Dan: What we also do with our fiber-based solutions: we offer an SLA. We offer four-hour mean to repair. What does that mean? First of all, what does an SLA mean? SLA means that we give the consumer, “Here are our guarantees. If we don’t meet them, we pay you back money.” We offer an SLA on mean to repair, four hours. That’s not mean to diagnose, that’s mean to repair. That’s from when the problem is called in to when it’s fixed.
Andrew: Yeah, and we’ve talked about that term–that mean time to repair. That’s important because outside of that, without that SLA, it’s kind of a best effort case, right? It might take a lot longer than four hours.
Dan: It could, it could. The other great thing about fiber, when you’re talking about fiber versus a coax solution: latency. We offer latency SLA, we offer a frame delay variation. The other nice thing with our fiber products: we are MEF, Metro Ethernet Forum certified. We’re the only carrier that’s certified for all eight products.
Andrew: Got it. Very cool. If I can guarantee my quality of service across that–you have some latency guarantees built into the SLA, you’ve got performance guarantees, you’ve got mean time to repair guarantees built in–this is the kind of infrastructure, added to the scalability piece, which is enormous: that’s the kind of business-class infrastructure that a lot of companies really, really need to run their mission critical applications.

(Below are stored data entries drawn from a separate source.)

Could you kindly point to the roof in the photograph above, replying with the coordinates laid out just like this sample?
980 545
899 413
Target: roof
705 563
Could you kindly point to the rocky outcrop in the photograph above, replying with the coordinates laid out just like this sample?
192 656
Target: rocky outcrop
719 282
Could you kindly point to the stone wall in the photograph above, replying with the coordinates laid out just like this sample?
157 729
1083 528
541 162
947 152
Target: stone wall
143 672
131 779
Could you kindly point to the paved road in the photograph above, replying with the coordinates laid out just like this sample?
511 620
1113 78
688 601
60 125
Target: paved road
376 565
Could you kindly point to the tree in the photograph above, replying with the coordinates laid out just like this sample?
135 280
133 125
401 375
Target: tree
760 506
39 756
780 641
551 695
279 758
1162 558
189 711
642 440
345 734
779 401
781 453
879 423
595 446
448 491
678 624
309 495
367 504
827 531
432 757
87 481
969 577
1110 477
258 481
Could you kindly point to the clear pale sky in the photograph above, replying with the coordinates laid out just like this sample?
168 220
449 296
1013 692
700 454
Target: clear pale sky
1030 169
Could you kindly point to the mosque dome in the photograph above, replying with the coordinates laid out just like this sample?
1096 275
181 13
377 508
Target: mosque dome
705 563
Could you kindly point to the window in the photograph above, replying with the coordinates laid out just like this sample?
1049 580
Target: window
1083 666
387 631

Dan: Yeah, that’s really where the entire industry is going towards. The legacy TDM, those kind of services are generally being phased out. Everybody’s going to fiber-based backbone infrastructure. Why? Because of scalability, because of the ability to possibly service multiple customers over a single fiber strand. We do that by multiplexing.
Andrew: Very cool. Got it. That’s fascinating stuff. Dan, this has been great. Thanks for diving into these types of details with us on fiber. Guys, get your customers on fiber. You’d be surprised how small your customer may be and still be able to justify a fiber build. Time Warner Cable’s doing a lot of that kind of business with us now. We’re super excited about that. Dan, thanks for joining us, man.
Dan: Sure, thank you. You guys have a great day and let me know if you need anything else.
Andrew: Very cool. That’s Dan Barlow, guys. He’s the Ethernet Product Manager for Time Warner Cable, hailing from Cincinnati, Ohio, and a member of the esteemed faculty here at the Cloud Services University. Make sure you check out the Time Warner Cable learning center and dive into a lot more detail about what they’re doing to help you guys win big deals in both the coax and the fiber worlds. Dan, thanks; and everyone, good selling.